12 millions de foyers français sont chauffés au gaz. La filière gaz recommande actuellement un chauffage hybride alliant par exemple la pompe à chaleur avec l'utilisation du gaz mais il y a une différence importante entre le coup d'une chaudière à gaz et d'une pompe à chaleur.

Sur la base de 12 millions de foyers chauffés au gaz représentant 40 % des logements en France, le calcul donne un chiffre astronomique pour le changement de 300 000 chaudières à gaz par an.

Est-ce que le Gouvernement a effectivement fait ce calcul ? N'aurait-il pas le sentiment que dans la situation actuelle il serait raisonnable de ne pas multiplier, pour paraphraser une phrase célèbre, « les ennuis » pour nos concitoyens ?

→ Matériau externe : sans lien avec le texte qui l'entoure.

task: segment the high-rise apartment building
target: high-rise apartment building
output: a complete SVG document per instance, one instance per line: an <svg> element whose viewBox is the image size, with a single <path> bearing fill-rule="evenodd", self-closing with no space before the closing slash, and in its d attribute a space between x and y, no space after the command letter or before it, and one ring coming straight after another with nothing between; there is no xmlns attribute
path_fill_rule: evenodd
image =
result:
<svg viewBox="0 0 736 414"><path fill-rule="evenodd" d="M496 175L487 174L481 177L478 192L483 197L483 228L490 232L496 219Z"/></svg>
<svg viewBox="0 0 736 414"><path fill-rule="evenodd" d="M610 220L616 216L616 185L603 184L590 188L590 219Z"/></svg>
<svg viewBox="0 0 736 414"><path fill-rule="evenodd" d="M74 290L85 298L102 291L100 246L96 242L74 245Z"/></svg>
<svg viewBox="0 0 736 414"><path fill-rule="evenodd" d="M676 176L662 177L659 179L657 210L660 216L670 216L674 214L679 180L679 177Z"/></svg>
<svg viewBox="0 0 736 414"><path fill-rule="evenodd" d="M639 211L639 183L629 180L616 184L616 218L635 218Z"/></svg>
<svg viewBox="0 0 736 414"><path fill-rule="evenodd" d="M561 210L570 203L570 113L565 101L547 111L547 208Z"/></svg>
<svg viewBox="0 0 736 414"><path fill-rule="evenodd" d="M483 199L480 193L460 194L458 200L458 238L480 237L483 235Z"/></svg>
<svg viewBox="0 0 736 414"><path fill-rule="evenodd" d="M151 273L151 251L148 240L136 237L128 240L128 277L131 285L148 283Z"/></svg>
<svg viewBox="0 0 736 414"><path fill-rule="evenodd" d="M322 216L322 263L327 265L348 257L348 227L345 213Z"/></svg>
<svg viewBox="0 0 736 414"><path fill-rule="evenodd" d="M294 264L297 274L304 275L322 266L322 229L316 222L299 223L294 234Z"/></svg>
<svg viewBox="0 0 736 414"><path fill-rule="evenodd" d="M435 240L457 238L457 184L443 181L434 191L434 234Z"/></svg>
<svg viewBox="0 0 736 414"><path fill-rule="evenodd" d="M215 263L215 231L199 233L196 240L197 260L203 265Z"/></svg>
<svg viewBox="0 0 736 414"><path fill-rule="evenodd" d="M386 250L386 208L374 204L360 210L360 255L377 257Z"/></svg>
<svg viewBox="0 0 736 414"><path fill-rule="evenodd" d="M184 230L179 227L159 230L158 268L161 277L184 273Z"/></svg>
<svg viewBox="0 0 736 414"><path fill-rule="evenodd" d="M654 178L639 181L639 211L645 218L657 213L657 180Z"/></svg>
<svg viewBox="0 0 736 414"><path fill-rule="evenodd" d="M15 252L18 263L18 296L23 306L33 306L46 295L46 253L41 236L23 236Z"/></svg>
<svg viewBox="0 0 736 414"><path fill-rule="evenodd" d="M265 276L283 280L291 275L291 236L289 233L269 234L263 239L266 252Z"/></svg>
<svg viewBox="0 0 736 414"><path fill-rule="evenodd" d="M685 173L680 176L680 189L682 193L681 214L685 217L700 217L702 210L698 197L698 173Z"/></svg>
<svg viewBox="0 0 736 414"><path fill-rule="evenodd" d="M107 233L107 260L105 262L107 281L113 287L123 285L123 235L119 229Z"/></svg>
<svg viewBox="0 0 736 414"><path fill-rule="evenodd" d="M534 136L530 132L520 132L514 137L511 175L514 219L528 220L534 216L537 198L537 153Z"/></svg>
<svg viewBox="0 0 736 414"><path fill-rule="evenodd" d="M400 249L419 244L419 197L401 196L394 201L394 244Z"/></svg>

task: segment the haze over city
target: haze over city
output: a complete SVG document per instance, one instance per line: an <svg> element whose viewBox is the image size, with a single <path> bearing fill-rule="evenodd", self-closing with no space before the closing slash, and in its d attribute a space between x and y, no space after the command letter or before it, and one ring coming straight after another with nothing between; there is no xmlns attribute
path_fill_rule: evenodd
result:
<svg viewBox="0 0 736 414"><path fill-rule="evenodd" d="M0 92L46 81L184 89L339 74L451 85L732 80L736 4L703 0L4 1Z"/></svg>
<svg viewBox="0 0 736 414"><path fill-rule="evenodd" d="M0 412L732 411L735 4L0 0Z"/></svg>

À supposer que l'État envisage de financer partiellement cette suppression des chaudières à gaz et leur remplacement par d'autres types d'équipement, il sera rappelé que notre pays a à l'heure actuelle quelques dettes, un déficit non négligeable et que son aptitude à signer des chèques supplémentaires doit être considérée comme très discutable.

Cette suppression n'entre-elle pas en contradiction avec l'objectif, que l'on retrouve notamment dans la programmation pluriannuelle de l'énergie, de « verdir » le gaz ? Ne serait-il pas logique et moins coûteux d'accélérer sur les gaz renouvelables plutôt que de se lancer dans un démantèlement hasardeux d'une filière prometteuse ?

Si l'on raisonne toujours pour les consommateurs, il peut être rappelé que ceux-ci bénéficient à l'heure présente d'un tarif unique avec une péréquation.

Si demain, les charges de GRDF devaient rester identiques alors que les recettes diminueraient, il est permis de s'interroger quant au sort de cette péréquation tarifaire.

Au-delà de l'impact sur les coûts et sur les consommateurs, l'impact sur notre système énergétique serait considérable puisque la consommation électrique serait actuellement à 500 térawattheures pour 451 térawattheures pour le gaz.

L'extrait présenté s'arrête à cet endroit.